For some high schoolers, time is not on their side. Between their busy school and home life, sorting their waste is usually not a concern.

“I am always in a rush,” said Maddie Sherwood, a sophomore. “By the time our lunch period is over, I am usually in a rush to get to my next class in time. I know it’s good for the environment, but my mind is typically somewhere else.”

Although it is the students’ responsibility to sort their waste, those who choose not to make the custodians’ jobs more complicated.

Custodians like Amilcar Sagrero, who works at Carlmont, say that some students make his job harder by improperly dividing their waste among the three bins.

“Most of the time it seems, for example, that the compost bins are filled with recyclable material, and the recycle bins are filled with compostable material,” Sagrero said. “I believe the school provides enough with the tri-bin system. It is just up to the students who don’t follow the system to start following it.”

Even though Carlmont does provide the proper resources, some students still get confused about how the tri-bin system is used. The bins have images to express what trash goes in each one of them. However certain students feel that if the images could be more descriptive they would have more success in disposing of waste in the proper containers.

Nina Chung, a junior, displayed her confusion when it came to disposing of plastic objects.

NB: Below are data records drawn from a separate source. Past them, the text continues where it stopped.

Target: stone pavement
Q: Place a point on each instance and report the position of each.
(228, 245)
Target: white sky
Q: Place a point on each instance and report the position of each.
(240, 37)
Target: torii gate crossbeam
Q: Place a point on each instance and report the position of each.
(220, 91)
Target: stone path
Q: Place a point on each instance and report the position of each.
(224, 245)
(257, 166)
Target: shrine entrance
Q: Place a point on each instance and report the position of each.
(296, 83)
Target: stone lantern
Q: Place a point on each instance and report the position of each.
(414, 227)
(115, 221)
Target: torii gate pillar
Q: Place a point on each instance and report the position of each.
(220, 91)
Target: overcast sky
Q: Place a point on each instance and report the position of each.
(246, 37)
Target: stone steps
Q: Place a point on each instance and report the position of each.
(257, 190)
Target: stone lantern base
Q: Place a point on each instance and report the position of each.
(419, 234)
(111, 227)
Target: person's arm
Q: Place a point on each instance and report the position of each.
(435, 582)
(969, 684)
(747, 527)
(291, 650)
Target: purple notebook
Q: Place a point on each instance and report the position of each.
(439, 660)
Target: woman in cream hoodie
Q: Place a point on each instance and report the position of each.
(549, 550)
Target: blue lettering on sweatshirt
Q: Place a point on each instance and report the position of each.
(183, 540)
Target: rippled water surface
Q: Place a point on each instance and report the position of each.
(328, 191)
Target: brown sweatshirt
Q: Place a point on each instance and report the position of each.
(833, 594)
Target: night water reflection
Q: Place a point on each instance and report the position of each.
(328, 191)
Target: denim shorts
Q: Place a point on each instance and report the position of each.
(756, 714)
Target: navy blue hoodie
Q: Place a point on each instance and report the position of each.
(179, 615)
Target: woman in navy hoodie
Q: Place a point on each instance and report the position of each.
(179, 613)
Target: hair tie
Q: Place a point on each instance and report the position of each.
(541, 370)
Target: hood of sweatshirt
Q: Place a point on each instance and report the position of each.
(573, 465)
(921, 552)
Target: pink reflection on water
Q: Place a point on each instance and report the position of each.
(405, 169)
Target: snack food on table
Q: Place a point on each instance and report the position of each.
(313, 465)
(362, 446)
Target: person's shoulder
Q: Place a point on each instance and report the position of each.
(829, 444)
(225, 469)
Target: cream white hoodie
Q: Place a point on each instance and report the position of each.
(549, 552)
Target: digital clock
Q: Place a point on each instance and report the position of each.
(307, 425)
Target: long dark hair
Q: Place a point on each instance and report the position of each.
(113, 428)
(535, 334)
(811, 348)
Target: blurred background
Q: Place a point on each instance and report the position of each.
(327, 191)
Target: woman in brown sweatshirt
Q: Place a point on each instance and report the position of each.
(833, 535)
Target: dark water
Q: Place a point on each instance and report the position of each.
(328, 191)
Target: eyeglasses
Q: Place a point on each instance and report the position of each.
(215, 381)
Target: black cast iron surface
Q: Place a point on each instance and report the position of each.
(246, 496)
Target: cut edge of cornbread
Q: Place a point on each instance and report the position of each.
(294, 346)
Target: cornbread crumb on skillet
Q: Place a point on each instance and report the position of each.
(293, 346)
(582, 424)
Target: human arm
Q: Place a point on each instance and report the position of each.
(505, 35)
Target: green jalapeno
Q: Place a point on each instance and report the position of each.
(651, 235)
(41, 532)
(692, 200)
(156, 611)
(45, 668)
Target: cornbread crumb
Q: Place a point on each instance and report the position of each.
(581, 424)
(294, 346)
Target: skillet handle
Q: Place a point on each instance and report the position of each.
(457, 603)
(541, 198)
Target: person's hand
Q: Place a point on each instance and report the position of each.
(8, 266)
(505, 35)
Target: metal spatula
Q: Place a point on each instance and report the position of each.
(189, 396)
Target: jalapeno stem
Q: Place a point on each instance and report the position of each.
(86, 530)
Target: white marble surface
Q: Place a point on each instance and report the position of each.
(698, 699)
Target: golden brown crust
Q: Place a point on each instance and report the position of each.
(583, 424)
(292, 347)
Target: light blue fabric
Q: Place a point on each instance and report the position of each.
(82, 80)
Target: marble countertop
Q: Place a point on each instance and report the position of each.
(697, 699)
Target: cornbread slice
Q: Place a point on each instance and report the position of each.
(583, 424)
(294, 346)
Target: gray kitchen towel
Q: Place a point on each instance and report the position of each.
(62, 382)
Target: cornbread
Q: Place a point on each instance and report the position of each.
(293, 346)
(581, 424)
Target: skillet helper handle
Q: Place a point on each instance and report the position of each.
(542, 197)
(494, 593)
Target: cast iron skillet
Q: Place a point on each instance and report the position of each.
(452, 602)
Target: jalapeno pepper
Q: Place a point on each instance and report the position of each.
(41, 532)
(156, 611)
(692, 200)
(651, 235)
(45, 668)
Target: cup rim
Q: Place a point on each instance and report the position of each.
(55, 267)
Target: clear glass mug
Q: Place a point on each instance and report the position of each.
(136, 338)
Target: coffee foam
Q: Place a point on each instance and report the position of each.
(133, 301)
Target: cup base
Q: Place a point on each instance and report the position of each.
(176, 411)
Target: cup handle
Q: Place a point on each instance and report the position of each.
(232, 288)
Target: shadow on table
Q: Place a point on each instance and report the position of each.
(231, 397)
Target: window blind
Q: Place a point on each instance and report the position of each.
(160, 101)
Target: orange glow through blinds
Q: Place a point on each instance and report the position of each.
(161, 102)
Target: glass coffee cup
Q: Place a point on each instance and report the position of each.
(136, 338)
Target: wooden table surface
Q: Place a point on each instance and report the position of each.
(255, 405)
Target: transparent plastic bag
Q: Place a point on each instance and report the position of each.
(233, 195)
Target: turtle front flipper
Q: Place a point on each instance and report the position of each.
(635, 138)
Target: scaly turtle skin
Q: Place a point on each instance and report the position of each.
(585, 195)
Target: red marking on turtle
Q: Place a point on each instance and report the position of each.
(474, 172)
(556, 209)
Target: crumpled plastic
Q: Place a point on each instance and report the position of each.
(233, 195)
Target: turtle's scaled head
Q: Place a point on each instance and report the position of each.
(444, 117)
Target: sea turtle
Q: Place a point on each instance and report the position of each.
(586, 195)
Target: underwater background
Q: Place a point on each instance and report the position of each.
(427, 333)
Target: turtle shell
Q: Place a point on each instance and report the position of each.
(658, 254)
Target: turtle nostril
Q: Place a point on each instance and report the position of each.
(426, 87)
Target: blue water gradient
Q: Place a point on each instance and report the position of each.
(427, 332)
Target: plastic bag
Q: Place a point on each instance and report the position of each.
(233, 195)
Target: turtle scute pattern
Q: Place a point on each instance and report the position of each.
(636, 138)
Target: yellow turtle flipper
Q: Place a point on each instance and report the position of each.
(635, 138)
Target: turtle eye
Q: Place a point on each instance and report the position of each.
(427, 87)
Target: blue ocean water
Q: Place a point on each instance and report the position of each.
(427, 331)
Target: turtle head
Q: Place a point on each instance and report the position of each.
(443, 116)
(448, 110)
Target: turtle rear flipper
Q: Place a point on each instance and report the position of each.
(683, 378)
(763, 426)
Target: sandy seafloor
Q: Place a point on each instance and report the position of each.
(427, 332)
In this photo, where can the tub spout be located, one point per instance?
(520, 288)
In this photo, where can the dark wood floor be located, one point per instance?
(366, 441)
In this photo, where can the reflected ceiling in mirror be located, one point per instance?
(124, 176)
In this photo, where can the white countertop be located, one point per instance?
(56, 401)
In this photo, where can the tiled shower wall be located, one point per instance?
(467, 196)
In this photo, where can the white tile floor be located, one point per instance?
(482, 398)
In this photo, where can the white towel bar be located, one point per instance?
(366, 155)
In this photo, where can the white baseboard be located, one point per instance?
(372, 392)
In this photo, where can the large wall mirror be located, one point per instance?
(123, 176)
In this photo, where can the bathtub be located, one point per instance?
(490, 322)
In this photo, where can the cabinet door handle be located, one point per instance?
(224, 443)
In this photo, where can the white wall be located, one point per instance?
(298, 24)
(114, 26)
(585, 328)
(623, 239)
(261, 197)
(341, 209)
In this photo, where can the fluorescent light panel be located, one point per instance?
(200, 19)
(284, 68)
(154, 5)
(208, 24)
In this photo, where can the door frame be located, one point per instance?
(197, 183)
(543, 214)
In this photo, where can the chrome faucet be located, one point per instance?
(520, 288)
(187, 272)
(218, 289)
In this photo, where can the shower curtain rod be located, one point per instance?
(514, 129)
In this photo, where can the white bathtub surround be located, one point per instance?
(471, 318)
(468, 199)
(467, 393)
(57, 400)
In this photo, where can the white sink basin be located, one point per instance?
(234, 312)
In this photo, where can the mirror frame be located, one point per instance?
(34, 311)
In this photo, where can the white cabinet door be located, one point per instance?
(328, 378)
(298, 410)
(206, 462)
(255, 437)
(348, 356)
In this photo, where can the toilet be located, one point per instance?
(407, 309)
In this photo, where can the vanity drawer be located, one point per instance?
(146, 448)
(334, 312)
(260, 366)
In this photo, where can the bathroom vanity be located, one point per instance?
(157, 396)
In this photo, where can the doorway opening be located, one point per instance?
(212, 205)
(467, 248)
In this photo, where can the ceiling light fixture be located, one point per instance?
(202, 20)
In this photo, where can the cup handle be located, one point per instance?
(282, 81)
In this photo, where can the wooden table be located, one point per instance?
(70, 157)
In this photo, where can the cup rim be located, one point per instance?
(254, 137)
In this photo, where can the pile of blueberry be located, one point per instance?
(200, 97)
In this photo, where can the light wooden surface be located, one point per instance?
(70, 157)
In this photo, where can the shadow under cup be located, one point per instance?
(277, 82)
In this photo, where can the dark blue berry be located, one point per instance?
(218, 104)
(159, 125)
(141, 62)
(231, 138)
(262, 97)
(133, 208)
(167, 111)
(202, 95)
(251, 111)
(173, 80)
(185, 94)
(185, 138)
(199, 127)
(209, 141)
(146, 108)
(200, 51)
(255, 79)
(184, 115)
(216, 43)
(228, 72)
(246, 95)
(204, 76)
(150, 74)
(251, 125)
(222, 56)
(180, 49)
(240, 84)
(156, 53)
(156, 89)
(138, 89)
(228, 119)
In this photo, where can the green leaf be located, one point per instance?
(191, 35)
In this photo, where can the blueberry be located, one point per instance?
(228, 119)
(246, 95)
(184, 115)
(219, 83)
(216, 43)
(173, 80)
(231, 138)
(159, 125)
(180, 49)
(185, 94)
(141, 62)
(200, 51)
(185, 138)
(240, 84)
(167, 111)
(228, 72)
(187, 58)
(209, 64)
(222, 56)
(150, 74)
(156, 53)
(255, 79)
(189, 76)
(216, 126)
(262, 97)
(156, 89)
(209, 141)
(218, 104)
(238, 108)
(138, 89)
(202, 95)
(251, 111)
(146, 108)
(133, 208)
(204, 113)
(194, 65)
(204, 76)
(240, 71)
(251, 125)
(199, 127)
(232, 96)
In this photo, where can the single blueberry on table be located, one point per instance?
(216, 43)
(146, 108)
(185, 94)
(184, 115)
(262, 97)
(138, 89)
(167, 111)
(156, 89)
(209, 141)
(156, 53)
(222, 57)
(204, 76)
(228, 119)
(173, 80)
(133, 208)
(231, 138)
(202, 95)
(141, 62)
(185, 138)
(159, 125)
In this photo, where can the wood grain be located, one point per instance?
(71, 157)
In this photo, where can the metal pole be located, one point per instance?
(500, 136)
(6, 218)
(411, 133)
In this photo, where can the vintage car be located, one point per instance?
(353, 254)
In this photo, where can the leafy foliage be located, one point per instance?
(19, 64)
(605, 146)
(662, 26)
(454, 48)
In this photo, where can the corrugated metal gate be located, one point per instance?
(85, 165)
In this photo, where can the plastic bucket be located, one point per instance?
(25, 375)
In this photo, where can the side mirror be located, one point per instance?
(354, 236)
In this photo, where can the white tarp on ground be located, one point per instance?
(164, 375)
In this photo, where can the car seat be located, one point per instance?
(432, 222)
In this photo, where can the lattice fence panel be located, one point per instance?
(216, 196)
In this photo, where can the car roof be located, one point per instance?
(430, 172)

“So then where do the plastic bottles go? Where do the plastic utensils go? I mean, I personally try to do my share in saving the environment, but I can’t if I am not sure on what to do,” Chung said. “Honestly, I think that the bins are well-intentioned but they need to make what objects are supposed to go in the containers more clear to people.”

In contrast, certain students feel as if they don’t want to put the effort in to determine which container should be used for their waste. They just want to get rid of their trash, no matter what type of material it is made of.

“I’m honestly just lazy,” said Elizabeth Gurevich, a sophomore. “It might be good for the environment, but if I were being honest, I don’t care.”

In Chicago, 14 public schools across the city united with a recycling program and the Seven Generations Ahead program to teach kids about the compost and recycling systems. They focus on student-based workshops, assemblies, and hands-on learning with students to help save the environment.

A solution for Carlmont might be one similar to Chicago’s work.

Students feel as if the school should give some sort of reminder or start a school-wide program to help raise awareness on how to take time to split up trash.

“Most students have either a Snapchat or Instagram. There is even an account for Carlmont on both of those types of media,” said Lauren Wang, a junior. “If they were to maybe post something on either of those platforms on a regular basis maybe it would convey the message to more people.”

 If the school system were to emphasize how important the concept of waste is, more people might want to help the environment and use the tri-bin system more responsibly.

Wang said, “Saving the environment should definitely be a priority to the students as well as the administration. If the school were to stress using the different bins a little bit more, then I believe that the compost and recycling bins would be more effective.”